Des habitants et des citoyens

L'expert invite également les élus "à fixer un cap à moyen terme", soulignant "le gros enjeu que constitue la réévaluation des Scot [schémas de cohérence territoriale]", et à sensibiliser leurs concitoyens à ces enjeux – faute de quoi "il leur sera impossible de prendre des décisions difficiles". Joëlle Colosio comme Jean-Louis Bal, président du Syndicat des énergies renouvelables, insistent tous deux sur "l'importance de la concertation, qui peut paraître longue mais fait toujours gagner du temps, d'autant plus si elle est mise en œuvre dès le début du projet". Guy Geoffroy alerte toutefois sur l'inutilité de cette concertation "si nos citoyens sentent que les communes n'ont pas de marge de manœuvre", revenant au plaidoyer initial. Il ajoute au passage qu'il aimerait "que nos habitants soient plus que jamais des citoyens", déplorant qu'une "grande partie d'entre eux soient davantage des consommateurs de l'action publique".

Solidarité territoriale

Estimant qu'ils sont dans tous les cas "eux aussi totalement perdus" face au foisonnement des dispositifs existants, Michaël Weber plaide pour "que la mairie redevienne la maison commune" et soit le point central pour les aider à s'y retrouver.

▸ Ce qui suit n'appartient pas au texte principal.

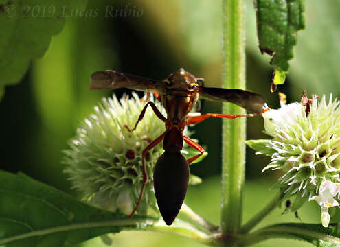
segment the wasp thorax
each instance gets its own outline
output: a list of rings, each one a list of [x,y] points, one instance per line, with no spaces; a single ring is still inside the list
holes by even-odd
[[[133,133],[124,128],[125,124],[133,126],[145,106],[137,94],[133,97],[104,99],[77,129],[65,159],[65,172],[83,200],[127,215],[136,205],[142,185],[141,152],[166,130],[164,123],[151,110],[146,112]],[[155,104],[166,115],[161,104]],[[152,182],[155,165],[163,152],[162,145],[157,145],[146,156],[151,183],[146,185],[139,213],[145,213],[148,206],[158,211]]]

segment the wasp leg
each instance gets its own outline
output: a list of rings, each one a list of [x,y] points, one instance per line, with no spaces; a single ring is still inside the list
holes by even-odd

Remettre l'église au centre du village, en somme. Et le village en lien avec la métropole. "Nous avons besoin d'un nouveau contrat de confiance entre les territoires ruraux et les territoires urbains", assure-t-il. L'élu du Grand Est met en relief que "ce sont les territoires ruraux qui vont contribuer à la production d'énergie, non pas pour eux, mais pour les villes voisines" et attire l'attention sur la nécessité de recréer une "solidarité entre les territoires". Un appel à en finir avec "l'égoïsme territorial" déjà lancé en mai dernier au Sénat, au cours d'un débat où les élus participants avaient, là aussi, fait part de leur exaspération face à une "bureaucratie tatillonne" et de leur aspiration à davantage d'autonomie (voir notre article du 17 mai 2021).